Checkpointing involves periodically saving the state of a training run, allowing the training process to be resumed from that point in case of a failure or if the training needs to be interrupted. High-performance, disaggregated storage removes direct-attached storage (DAS) complexity, enables fast failure recovery, and provides sufficient write throughput to avoid idle time during the checkpointing process. Remote block storage provides a fast and reliable way to store and retrieve checkpoints, ensuring that the training process can be resumed quickly and efficiently.
RAG involves using previously generated data to improve the quality of new generations. It leverages vector databases to store domain-specific knowledge, which necessitates low-latency and high-performance block storage to effectively augment Large Language Models (LLMs).

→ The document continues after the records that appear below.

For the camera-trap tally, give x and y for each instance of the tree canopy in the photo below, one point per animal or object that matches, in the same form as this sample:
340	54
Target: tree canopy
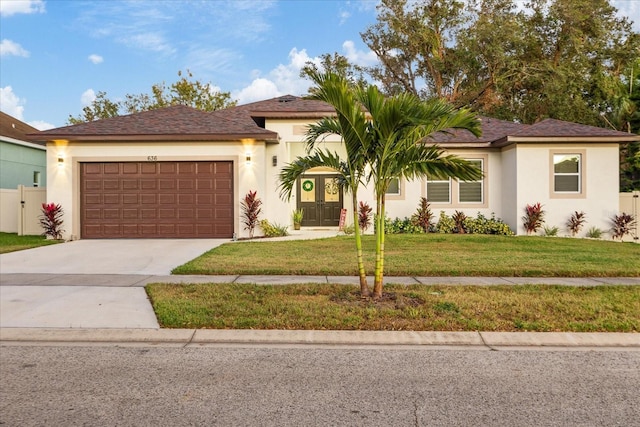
185	91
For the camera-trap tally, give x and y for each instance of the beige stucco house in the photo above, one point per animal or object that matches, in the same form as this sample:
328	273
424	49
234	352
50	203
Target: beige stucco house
179	172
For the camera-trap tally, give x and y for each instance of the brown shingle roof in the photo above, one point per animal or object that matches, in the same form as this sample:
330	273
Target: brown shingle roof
559	128
182	123
492	130
178	122
14	128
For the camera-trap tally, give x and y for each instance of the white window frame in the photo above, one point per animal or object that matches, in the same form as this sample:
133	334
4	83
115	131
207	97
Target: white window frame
439	181
480	181
582	161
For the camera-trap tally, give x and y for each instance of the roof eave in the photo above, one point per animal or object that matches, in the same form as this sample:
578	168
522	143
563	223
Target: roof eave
575	139
267	137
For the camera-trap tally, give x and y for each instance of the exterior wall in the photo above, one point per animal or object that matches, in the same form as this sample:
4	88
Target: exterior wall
9	202
20	210
599	198
64	179
407	202
630	204
18	162
509	184
291	146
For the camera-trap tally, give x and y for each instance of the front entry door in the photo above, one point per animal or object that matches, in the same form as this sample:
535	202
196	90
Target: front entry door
321	200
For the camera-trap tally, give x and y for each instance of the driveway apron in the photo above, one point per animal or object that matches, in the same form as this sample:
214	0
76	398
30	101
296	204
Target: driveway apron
33	304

Unlocking the Benefits of Software-Defined Storage for AI
When it comes to AI storage, Software-Defined Storage (SDS) is the way to go because it’s super flexible, scalable, and cost-effective. Traditional storage solutions can’t always keep up with the huge data demands of AI, but SDS lets you easily manage and expand storage as needed. It separates storage from the hardware, so you can tweak and optimize it to fit your specific needs. Plus, with SDS, it’s much easier to repurpose or reuse existing hardware, saving money and reducing waste. Whether you’re upgrading your setup or trying to make the most of what you have, SDS makes it simple to adapt your storage without having to invest in entirely new hardware. With SDS, you can easily scale up as AI models grow, making sure everything runs smoothly and saving costs by using resources more efficiently.
The Bottom Line
Throwing more hardware at a problem isn’t always the best solution. A simple, read-only shared file system on multi-attached block storage can provide the performance required for AI training, while also reducing both complexity and costs. Before jumping into a parallel file system, consider if a leaner approach could effectively keep your GPUs running smoothly and optimize training times—and if it’s software-defined, even better, with added flexibility and scalability. Oh, and you can also use it for tasks like RAG (Retrieval-Augmented Generation) and checkpointing, making it even more powerful and efficient.